Re: [HACKERS] VARIANT / ANYTYPE datatype

2011-05-11 Thread Robert Haas

On Wed, May 11, 2011 at 11:43 AM, Joseph Adams
joeyadams3.14...@gmail.com wrote:
 On Tue, May 10, 2011 at 5:19 PM, Darren Duncan dar...@darrenduncan.net 
 wrote:
 Examples of open union types could be number, which all the numeric types
 compose, and so you can know say that you can use the generic numeric
 operators on values you have simply if their types compose the number union
 type, and it still works if more numeric types appear later.  Likewise, the
 string open union could include both text and blob, as both support
 catenation and substring matches or extraction, for example.

 This would aid to operator overloading in a generic way, letting you use the
 same syntax for different types, but allowing types to mix is optional; eg,
 you could support add(int,int) and add(real,real) without supporting
 add(int,real) etc but the syntax add(x,y) is shared, and you do this
 while still having a strong type system; allowing the mixing is optional
 case-by-case.

 Coming from a Haskell perspective, this is a great idea, but I don't
 think the union feature should be used to implement it.

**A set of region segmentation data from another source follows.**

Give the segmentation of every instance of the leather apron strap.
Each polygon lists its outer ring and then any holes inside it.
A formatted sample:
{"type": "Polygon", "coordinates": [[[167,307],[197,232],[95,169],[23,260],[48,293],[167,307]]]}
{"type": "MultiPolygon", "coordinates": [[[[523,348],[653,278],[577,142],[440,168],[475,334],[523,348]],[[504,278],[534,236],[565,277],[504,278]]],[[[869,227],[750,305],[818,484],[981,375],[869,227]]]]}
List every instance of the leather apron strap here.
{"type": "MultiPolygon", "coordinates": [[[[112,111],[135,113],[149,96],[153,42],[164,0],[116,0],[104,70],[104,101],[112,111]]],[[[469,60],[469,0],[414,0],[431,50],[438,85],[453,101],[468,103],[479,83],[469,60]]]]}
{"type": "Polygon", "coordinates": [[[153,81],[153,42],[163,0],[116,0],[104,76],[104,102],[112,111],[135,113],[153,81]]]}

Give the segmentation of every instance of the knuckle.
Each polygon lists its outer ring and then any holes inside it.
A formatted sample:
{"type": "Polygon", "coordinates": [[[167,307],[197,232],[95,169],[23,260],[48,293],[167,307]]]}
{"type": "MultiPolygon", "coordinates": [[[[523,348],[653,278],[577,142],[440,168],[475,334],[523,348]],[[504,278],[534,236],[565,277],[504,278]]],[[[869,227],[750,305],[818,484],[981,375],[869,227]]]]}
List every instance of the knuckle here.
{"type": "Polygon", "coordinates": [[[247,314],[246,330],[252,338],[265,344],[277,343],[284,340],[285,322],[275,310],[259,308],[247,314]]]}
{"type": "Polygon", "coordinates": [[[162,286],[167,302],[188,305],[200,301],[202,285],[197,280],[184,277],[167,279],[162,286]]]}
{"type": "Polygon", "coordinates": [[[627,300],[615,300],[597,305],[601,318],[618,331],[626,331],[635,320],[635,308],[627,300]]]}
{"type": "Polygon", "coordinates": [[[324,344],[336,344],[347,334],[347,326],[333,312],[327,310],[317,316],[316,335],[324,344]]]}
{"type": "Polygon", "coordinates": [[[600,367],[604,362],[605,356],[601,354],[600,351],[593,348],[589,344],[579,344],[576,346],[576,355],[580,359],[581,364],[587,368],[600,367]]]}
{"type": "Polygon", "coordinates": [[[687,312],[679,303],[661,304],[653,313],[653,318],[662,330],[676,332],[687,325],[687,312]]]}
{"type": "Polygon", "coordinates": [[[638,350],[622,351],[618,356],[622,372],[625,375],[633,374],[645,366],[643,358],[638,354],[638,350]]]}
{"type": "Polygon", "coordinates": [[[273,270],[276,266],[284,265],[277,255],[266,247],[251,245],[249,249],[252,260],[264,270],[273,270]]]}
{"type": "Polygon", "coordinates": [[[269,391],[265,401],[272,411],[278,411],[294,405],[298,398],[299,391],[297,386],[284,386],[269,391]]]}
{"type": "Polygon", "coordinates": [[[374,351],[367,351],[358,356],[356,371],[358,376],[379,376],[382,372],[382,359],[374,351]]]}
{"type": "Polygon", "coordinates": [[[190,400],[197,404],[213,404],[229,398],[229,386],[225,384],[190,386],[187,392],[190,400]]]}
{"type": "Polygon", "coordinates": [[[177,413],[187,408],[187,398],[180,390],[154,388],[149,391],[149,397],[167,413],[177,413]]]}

I'm unclear what the point of such a feature would be.  A union of all
the common numeric types is not much different from the existing type
numeric.

-- 
Robert Haas
EnterpriseDB: http://www.enterprisedb.com
The Enterprise PostgreSQL Company

-- 
Sent via pgsql-hackers mailing list (pgsql-hackers@postgresql.org)
To make changes to your subscription:
http://www.postgresql.org/mailpref/pgsql-hackers

Re: [HACKERS] VARIANT / ANYTYPE datatype

2011-05-11 Thread Darren Duncan


Robert Haas wrote:

On Wed, May 11, 2011 at 11:43 AM, Joseph Adams
joeyadams3.14...@gmail.com wrote:

On Tue, May 10, 2011 at 5:19 PM, Darren Duncan dar...@darrenduncan.net wrote:

Examples of open union types could be number, which all the numeric types
compose, and so you can know say that you can use the generic numeric
operators on values you have simply if their types compose the number union
type, and it still works if more numeric types appear later.  Likewise, the
string open union could include both text and blob, as both support
catenation and substring matches or extraction, for example.

This would aid to operator overloading in a generic way, letting you use the
same syntax for different types, but allowing types to mix is optional; eg,
you could support add(int,int) and add(real,real) without supporting
add(int,real) etc but the syntax add(x,y) is shared, and you do this
while still having a strong type system; allowing the mixing is optional
case-by-case.

Coming from a Haskell perspective, this is a great idea, but I don't
think the union feature should be used to implement it.


I'm unclear what the point of such a feature would be.  A union of all
the common numeric types is not much different from the existing type
numeric.


In the case of the open union numeric, one point is that users or extensions 
could come up with new types that add themselves to the union, for example say a 
type for complex numbers (I didn't see a built-in such).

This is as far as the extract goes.